Revolusi sering kali memerlukan momentum yang kuat, baik berupa krisis ekonomi, ketidakadilan sosial yang ekstrem, atau pemimpin karismatik yang mampu menggerakkan massa. Saat ini, meskipun ada ketidakpuasan yang meluas di kalangan rakyat, momentum tersebut belum terbentuk. Banyak rakyat yang masih apatis atau terperangkap dalam isu-isu sektarian yang dipicu oleh elite.

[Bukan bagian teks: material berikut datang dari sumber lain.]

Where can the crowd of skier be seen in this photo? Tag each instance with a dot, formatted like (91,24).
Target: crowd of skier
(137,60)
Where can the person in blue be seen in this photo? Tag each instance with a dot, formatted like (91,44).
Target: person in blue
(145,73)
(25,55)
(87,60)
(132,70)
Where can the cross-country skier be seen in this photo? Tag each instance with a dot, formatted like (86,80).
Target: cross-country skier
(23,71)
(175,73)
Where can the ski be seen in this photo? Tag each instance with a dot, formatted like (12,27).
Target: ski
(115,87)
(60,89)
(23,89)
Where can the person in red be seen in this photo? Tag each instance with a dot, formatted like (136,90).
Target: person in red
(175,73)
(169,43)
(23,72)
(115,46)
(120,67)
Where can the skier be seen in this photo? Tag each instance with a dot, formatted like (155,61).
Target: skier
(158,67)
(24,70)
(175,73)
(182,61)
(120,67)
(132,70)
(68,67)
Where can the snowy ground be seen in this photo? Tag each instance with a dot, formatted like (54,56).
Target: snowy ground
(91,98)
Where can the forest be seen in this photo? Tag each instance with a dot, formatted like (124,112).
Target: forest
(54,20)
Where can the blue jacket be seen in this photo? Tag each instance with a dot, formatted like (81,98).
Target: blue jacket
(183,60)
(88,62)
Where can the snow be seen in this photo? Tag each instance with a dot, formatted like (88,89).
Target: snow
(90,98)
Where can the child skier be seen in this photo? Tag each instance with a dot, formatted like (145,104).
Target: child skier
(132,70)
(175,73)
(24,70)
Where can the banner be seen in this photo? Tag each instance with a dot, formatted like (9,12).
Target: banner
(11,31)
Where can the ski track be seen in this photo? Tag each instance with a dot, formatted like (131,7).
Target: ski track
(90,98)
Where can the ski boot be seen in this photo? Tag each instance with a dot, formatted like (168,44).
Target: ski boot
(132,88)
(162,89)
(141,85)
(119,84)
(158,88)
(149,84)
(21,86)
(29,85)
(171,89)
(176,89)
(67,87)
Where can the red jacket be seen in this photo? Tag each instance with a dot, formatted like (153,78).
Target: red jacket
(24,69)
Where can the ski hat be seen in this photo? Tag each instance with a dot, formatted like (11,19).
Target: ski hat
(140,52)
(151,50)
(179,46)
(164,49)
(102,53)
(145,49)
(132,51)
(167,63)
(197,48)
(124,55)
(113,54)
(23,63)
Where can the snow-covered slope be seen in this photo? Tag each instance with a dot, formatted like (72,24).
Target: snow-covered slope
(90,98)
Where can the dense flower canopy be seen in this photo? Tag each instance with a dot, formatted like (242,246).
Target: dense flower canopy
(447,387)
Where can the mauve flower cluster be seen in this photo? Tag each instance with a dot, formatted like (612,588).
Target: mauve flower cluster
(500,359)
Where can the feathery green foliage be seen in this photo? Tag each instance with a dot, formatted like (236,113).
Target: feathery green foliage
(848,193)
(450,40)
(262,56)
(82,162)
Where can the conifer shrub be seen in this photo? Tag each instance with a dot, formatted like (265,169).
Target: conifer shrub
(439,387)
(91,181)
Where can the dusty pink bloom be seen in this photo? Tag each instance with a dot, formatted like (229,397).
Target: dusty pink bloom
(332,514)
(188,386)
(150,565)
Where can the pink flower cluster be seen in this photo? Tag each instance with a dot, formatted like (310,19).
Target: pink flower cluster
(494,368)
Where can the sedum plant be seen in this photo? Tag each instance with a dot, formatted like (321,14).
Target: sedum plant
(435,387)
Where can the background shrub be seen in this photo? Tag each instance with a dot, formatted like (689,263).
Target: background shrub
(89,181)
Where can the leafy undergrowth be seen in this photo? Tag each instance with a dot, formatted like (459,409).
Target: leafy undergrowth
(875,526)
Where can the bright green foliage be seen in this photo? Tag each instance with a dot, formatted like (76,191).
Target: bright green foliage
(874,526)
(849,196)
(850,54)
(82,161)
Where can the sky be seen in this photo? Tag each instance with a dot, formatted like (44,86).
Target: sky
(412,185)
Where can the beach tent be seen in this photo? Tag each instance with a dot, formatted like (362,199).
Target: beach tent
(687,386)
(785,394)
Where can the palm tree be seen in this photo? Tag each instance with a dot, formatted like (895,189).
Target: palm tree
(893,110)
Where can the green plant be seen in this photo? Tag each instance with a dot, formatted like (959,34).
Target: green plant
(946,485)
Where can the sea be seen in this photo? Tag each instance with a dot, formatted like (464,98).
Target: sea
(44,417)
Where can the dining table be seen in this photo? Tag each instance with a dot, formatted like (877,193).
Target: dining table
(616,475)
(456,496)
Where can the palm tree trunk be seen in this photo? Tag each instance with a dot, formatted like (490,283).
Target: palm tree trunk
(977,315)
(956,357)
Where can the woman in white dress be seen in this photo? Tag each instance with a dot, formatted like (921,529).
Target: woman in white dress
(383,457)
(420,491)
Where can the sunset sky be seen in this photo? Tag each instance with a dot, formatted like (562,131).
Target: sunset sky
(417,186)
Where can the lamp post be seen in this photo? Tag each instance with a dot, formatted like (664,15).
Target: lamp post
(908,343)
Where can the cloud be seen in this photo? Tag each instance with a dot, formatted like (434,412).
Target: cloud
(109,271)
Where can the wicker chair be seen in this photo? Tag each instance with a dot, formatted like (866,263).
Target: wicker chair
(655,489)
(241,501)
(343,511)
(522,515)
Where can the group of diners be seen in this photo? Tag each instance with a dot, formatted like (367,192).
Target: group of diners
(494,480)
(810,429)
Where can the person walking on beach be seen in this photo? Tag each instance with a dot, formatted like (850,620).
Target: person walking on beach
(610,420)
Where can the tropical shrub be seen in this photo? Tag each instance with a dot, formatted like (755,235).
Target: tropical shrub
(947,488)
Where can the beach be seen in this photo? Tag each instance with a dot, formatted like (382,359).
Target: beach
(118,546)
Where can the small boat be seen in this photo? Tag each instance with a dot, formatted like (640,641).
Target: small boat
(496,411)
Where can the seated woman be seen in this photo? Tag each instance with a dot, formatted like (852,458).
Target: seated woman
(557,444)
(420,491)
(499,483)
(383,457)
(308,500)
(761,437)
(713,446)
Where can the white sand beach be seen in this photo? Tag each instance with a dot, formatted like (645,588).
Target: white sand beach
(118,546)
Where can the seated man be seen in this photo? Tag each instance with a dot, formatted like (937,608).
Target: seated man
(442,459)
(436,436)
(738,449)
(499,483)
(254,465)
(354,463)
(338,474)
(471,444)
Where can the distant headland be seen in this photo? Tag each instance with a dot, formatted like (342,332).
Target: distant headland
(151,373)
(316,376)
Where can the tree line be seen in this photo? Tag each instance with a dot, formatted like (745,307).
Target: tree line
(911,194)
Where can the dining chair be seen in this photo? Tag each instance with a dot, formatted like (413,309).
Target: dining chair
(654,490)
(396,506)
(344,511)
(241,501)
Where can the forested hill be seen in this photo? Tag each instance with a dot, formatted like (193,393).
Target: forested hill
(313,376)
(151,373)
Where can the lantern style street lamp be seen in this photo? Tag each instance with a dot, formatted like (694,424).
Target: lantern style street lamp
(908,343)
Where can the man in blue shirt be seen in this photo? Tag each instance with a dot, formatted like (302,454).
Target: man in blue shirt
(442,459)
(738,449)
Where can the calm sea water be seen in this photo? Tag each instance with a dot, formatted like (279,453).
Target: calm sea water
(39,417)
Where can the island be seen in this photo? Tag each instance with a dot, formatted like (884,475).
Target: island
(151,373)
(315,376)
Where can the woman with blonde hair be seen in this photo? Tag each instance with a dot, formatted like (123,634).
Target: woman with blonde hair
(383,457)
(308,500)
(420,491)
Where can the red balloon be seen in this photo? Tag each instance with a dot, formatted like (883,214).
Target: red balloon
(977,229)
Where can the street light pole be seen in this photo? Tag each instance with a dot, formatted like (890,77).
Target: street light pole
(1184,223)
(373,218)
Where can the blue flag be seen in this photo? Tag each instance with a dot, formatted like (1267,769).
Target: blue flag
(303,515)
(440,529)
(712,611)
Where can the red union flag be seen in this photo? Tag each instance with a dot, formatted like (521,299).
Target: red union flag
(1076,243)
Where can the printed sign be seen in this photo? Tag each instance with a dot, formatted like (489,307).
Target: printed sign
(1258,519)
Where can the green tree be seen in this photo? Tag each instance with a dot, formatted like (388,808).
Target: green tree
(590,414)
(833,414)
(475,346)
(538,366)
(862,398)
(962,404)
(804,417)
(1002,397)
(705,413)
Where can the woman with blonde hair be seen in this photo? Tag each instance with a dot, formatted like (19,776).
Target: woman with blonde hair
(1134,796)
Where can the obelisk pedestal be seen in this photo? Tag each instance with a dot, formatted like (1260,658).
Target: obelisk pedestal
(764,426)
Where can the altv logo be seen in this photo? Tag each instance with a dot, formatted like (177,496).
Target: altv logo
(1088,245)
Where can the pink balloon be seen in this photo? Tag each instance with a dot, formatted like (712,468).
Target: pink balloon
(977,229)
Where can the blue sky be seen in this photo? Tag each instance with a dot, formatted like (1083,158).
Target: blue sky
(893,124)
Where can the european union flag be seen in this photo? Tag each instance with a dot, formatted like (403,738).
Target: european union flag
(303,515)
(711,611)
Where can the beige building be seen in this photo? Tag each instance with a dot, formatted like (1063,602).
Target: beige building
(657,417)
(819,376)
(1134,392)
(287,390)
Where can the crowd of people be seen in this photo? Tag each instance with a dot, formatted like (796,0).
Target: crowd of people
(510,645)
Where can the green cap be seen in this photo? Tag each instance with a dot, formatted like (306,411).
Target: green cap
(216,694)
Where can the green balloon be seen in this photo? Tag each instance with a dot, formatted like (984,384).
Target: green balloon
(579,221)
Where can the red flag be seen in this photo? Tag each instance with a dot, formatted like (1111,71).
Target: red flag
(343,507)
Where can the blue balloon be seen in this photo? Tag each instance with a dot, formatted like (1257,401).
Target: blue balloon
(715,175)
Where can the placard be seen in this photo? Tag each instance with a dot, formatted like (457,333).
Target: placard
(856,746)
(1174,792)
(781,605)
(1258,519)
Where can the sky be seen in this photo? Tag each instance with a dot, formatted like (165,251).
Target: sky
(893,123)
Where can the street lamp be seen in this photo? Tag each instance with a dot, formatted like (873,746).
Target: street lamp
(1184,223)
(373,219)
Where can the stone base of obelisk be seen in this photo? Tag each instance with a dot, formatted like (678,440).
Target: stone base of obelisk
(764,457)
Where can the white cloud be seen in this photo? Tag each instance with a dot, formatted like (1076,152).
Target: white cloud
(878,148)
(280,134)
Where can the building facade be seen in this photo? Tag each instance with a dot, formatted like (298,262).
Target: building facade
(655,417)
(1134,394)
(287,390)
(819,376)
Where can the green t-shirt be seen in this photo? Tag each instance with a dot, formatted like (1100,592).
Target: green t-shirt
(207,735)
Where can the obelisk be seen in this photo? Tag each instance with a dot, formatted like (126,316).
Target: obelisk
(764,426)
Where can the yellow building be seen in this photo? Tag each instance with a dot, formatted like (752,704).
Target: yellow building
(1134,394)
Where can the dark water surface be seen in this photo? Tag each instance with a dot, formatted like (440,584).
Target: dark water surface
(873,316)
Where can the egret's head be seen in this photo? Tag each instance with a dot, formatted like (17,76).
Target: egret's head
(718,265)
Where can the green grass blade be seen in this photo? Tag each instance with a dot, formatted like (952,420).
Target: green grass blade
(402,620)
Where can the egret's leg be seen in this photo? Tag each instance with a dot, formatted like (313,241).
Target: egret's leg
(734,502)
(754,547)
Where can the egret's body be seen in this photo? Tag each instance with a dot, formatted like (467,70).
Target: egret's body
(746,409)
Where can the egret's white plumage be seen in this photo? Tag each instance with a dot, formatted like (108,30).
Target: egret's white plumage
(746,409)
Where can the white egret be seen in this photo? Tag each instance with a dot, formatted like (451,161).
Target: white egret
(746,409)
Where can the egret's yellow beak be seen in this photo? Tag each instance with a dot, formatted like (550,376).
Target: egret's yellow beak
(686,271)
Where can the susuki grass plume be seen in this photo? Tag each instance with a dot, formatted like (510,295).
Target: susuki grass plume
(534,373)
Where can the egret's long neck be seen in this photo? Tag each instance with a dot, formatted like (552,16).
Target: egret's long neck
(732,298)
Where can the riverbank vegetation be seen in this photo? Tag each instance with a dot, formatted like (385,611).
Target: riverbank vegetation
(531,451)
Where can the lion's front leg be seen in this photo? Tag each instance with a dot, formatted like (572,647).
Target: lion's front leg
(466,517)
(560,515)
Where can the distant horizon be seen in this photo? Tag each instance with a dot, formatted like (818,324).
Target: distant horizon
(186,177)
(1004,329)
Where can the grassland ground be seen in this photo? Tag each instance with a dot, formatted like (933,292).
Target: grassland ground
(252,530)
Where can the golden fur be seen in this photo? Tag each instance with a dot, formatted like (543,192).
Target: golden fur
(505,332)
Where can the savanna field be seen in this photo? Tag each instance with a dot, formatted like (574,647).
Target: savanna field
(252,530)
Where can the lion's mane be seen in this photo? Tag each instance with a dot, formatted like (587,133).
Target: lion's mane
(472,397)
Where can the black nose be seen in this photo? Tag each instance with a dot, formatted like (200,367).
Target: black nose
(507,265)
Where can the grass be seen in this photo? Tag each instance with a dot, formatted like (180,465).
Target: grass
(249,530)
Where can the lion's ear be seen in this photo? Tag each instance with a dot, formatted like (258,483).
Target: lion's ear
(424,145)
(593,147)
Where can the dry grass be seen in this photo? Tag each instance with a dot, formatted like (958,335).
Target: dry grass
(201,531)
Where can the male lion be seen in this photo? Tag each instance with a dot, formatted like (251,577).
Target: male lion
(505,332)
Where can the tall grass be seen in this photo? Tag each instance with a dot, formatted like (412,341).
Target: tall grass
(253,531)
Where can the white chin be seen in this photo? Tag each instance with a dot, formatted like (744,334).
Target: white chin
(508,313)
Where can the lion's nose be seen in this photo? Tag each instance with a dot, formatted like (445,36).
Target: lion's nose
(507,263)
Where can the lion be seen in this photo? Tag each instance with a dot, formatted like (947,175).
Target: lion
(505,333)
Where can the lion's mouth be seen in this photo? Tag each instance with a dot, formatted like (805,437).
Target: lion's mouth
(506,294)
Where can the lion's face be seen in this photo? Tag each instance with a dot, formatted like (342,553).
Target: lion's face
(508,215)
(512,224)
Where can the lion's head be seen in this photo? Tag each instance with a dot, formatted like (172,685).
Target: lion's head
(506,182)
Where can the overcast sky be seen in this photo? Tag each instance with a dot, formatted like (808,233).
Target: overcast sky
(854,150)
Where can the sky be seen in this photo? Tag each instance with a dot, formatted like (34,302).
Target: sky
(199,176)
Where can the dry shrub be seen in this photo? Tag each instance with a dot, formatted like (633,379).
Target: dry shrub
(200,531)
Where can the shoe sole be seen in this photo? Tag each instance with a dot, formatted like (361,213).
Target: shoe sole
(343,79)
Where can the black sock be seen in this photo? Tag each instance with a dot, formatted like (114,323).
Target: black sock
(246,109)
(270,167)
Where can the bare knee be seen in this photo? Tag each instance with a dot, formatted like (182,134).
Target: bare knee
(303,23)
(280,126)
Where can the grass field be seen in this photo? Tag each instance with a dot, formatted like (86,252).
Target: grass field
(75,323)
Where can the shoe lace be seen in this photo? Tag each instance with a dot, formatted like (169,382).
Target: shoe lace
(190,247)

Salah satu aspek penting yang bisa mendorong revolusi adalah kesadaran kelas. Jika rakyat mulai melihat diri mereka sebagai kelas yang tertindas oleh oligarki, solidaritas di antara mereka bisa terbentuk. Ini memerlukan upaya pendidikan politik dan peningkatan kesadaran kritis yang sistematis. Sayangnya, oligarki sangat menyadari potensi ini dan sering kali berusaha mengalihkan perhatian.
Dengan demikian, meskipun konflik diantara oligarki bisa melemahkan struktur kekuasaan mereka,revolusi rakyat tetap merupakan tantangan besar.Karena kunci keberhasilan revolusi rakyat terletak pada kesadaran kolektif, kepemimpinan yang kuat,dan kemampuan rakyat untuk mengorganisir diri kekuatan rakyat sendiri.Jika faktor-faktor inibisa dipenuhi,maka bukan tidak mungkin revolusi rakyat bisa terjadi.